Comment by grishka

7 hours ago

Thank you very much for the observation about headers. I just looked closer at the bot traffic I'm currently receiving on my small fediverse server and noticed that it's user agents of old Chrome versions but also that the Accept-Language header is never set, which is indeed something that no real Chromium browser would do. So I added a rule to my nginx config to return a 403 to these requests. The amount of these per second seems to have started declining.

The important thing is to be aware of your adversary. If it’s a big network which doesn’t care about you specifically, block away. But if it’s a motivated group interested in your site specifically, then you have to be very careful.

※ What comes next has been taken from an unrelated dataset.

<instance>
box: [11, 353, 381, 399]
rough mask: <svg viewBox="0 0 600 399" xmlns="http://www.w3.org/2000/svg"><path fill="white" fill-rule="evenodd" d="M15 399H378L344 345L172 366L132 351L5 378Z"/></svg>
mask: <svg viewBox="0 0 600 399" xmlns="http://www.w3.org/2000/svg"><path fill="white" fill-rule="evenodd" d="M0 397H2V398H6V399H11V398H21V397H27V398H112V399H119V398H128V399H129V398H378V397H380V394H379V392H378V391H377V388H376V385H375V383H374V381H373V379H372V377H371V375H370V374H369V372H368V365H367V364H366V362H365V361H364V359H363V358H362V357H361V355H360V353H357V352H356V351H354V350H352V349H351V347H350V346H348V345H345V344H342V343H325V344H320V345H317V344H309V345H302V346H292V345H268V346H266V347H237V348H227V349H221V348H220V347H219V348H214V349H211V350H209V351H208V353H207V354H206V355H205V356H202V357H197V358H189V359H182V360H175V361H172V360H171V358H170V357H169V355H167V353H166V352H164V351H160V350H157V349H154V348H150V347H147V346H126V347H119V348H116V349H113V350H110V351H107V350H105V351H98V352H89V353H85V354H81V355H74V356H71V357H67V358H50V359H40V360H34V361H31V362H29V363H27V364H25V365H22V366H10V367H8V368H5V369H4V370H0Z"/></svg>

The extreme example of the latter is yt-dlp, which continues to work despite YouTube’s best efforts.

For those adversaries, you need to work out a careful balance between deterrence, solving problems (e.g. resource abuse), and your desire to “win”. In extreme cases your best strategy is for your filter to “work” but be broken in hard to detect ways. For example, showing all but the most valuable content. Or spiking the data with just enough rubbish to diminish its value. Or having the content indexes return delayed/stale/incomplete data.

And whatever you do, don’t use incrementing integers. Ask me how I know.

  • In my particular case, I don't mind the crawling. It's a fediverse server. There is nothing secret there. All content is available via ActivityPub anyway for anyone to grab. However, these bots specifically violated both robots.txt and rel="nofollow" while hitting endpoints like "log in to like this post" pages tens of times per second. They were just wasting my server's resources for nothing.

It's been a few hours. These particular bots have completely stopped. There are still some bot-looking requests in the log, with a newer-version Chrome UA on both Mac and Windows, but there aren't nearly as many of them.

Config snippet for anyone interested:

    if ($http_user_agent ~* "Chrome/\d{2,3}\.\d+\.\d{2,}\.\d{2,}") {
      set $block 1;
    }
    if ($http_accept_language = "") {
      set $block "${block}1";
    }
    if ($block = "11") {
      return 403;
    }

That's a simple and effective way to block a lot of bots, gonna implement that on my sites. Thanks!